The easiest way to make sure you’re getting something of quality is to buy it directly from a urushi artisan, but that isn’t always an option. Products recognized as authentic Japanese handicrafts will include the associated seals and paperwork in the box or on the item itself.  You can find these at made-in-Japan specialty shops such as Japan Traditional Crafts Aoyama Square or The Cover Nippon.

For quality and durability, opt for wood-based items. Check the label—it should read 天然木 (tennenboku; “natural wood”) or list the specific type of wood used. The most common is keiyaki, also known as Japanese zelkova.
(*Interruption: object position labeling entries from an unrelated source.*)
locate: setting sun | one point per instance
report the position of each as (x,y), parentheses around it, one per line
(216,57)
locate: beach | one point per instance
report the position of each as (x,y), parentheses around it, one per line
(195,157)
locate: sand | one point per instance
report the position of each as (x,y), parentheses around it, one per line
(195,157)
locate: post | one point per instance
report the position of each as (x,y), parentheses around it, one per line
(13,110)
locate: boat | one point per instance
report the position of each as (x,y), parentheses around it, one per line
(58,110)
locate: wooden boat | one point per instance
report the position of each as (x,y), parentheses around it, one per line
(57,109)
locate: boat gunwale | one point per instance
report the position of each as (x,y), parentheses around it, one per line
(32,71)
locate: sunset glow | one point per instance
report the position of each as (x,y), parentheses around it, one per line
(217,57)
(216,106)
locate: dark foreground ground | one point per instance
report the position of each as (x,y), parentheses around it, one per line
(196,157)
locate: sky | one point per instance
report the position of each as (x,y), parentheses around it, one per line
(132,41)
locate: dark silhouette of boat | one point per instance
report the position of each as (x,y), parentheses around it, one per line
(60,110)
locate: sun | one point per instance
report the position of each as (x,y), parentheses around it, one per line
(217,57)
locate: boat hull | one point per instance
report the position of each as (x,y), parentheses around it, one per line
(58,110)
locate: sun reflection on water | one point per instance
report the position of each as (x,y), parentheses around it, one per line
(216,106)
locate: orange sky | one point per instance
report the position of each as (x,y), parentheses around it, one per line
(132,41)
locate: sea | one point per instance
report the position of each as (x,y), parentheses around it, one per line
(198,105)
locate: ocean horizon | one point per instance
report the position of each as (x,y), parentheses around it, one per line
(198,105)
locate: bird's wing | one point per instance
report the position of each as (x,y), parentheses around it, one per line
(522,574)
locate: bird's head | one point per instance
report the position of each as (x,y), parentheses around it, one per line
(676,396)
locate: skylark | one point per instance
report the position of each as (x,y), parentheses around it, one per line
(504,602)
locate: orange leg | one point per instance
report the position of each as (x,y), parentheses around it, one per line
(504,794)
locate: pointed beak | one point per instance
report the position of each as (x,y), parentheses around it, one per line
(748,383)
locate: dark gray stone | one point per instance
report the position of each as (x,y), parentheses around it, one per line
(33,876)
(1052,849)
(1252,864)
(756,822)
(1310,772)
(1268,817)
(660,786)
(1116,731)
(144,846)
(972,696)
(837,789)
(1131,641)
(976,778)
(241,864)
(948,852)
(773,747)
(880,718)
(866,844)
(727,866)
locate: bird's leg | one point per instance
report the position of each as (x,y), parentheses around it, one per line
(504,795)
Next, look for details about the type of varnish used. The three most common are: 

  • 漆 (urushi; “lacquer”)
  • カシュー 油性漆塗 (kashu- yusei urushinu; “cashew oil lacquer”)
  • ウレタン樹脂 (uretan jushi; “urethane resin”)

Generally speaking, if it’s not made with actual urushi, then it will be cheaper. Cashew oil and urethane resin will be easier to maintain on a daily basis—many of these items are dishwasher- and microwave-safe—but they won’t age or change as real urushi products will.

The Perks Of Lacquerware

Chopsticks lying on Japanese traditional plate© Photo by iStock: MOHEJI

Many people strive to lead more eco-friendly lives, and lacquerware provides a sustainable option for doing so. Artisans create traditional lacquerware by layering tree sap over wood, with no harsh chemicals used in the process. The result is not only beautiful but practical—lacquerware naturally insulates and helps keep food warm. Because wood heats internally, urushi bowls are especially popular for serving soups and Japanese curries.

Not only is lacquerware beautiful, but it’s also an excellent investment: these items will last longer and become even more beautiful with time.

Many shikki producers say that the owner is the one who brings out the true beauty of lacquerware. Through use, the layers of urushi change—they thin or wear away, exposing new layers or they become shinier from constant contact. This is how Negoro types evolve, as mentioned above, and also how some antique or museum displayed pieces seem glossier than those available brand new in shops.

Lacquerware Care

Lacquerware Care© Photo by Hilary Keyes

If you’ve opted for genuine, traditional urushi items, caring for them properly will help you maximize the value of your investment.

Avoid letting your shikki dry out or exposing it to direct sunlight for long periods. If you prefer to display your collection rather than use it, keep it out of bright, sunny areas. Most traditional pieces come in wooden boxes with paper wrapping—use these for storage. If not, a cupboard with solid doors or a slightly humid space is enough to keep your lacquerware in good condition.

When using urushi items daily, remember that they are sensitive to heat. Lacquerware can handle warm food and liquids, but not boiling temperatures. Avoid pouring freshly boiled water directly into lacquered teapots or bowls, as this can cause warping or cracking.

For cleaning, keep it simple and gentle. Do not put lacquerware in the dishwasher, microwave, or toaster oven. Also, avoid using sharp utensils or electric mixers. Hand wash with a mild, eco-friendly detergent; never soak. Dry immediately with a soft cloth. Unlike untreated wood, lacquerware does not require oiling—the urushi itself seals and protects the surface.

Properly cared for, urushi can and will last for decades. If you choose an item made from wood and coated in proper urushi, you will have a lacquerware treasure that will last a lifetime.


Comments

Zo says:

Do you need to be careful of the temperature of the food or liquid that you put in the. Lacquerware- I.e. if it was a teapot, can it take boiling water? Also is there any type of treatment for the wood that helps it from drying out, like mineral oil?